- Born: Judith Patricia Armitage 21 February 1951 (age 75) Shelley, West Riding of Yorkshire, England.
- Education: University College London
- Known for: The study of chemotactic mechanisms to control bacterial motion
- Spouse: John Jefferys
- Children: 2
- Scientific career
- Fields: Molecular and cellular biochemistry
- Workplaces: University of Oxford University College London Merton College, Oxford
- Thesis: Comparative biochemistry and physiology of the short and long forms of Proteus mirabilis (1976)

= Judy Armitage =

British biochemist and bacteriologist

Judith Patricia Armitage (born 1951) is a British molecular and cellular biochemist at the University of Oxford.

==Early life and education==
Armitage was born on 21 February 1951 in Shelley, Yorkshire, England. She attended Selby Girls' High School, an all-girl grammar school, then located in the West Riding of Yorkshire. In her sixth form, the school became the co-educational Selby Grammar School.

Armitage earned a BSc in microbiology at University College London in 1972, and was awarded a PhD in 1976 for research on the bacterium Proteus mirabilis. She remained at UCL in the laboratory of Micheal Evans for her postdoctoral work.

==Research and career==
Armitage's research is largely based on the motion of bacteria by flagellar rotation and the chemotactic mechanisms used to control that motion. Armitage was appointed Lecturer in Biochemistiry at Oxford in 1985 and was awarded the Title of Distinction of Professor of Biochemistry in 1996. Armitage is a fellow of Merton College, Oxford and has served as Director of the Oxford University Centre for Integrative Systems Biology since 2006.

Armitage was elected President of the Microbiology Society for 2019.

==Awards and honours==
Armitage was awarded a Lister Institute Research Fellowship in 1982.

In 2010 Armitage was elected a member of the European Molecular Biology Organisation and in 2011 was elected a Fellow of the American Academy of Microbiology and a Fellow of the Royal Society of Biology.

Armitage was elected a Fellow of the Royal Society (FRS) in 2013. Her nomination reads:

Judith Armitage is distinguished for pioneering contributions to the understanding of spatio-temporal complexity and cellular organisation in bacteria.

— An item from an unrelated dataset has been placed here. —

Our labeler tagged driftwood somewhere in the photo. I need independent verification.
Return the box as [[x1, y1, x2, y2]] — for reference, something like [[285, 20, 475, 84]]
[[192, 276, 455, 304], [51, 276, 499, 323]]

Combining biophysics and in vivo light microscopy with molecular genetics she discovered a new protein partitioning system that exerts spatial control over sensory signalling pathways. Co-crystal structural studies of a sensory kinase and its cognate response regulator directly revealed single amino acid changes involved in pathway discrimination. The first direct measurements of the dynamics of rotor and stator proteins in rotating flagellar motors revealed exchange with free protein pools, an observation which fundamentally changed our understanding of bacterial motility and behaviour.

In January 2019 she was elected president of the Microbiology Society for a term of three years.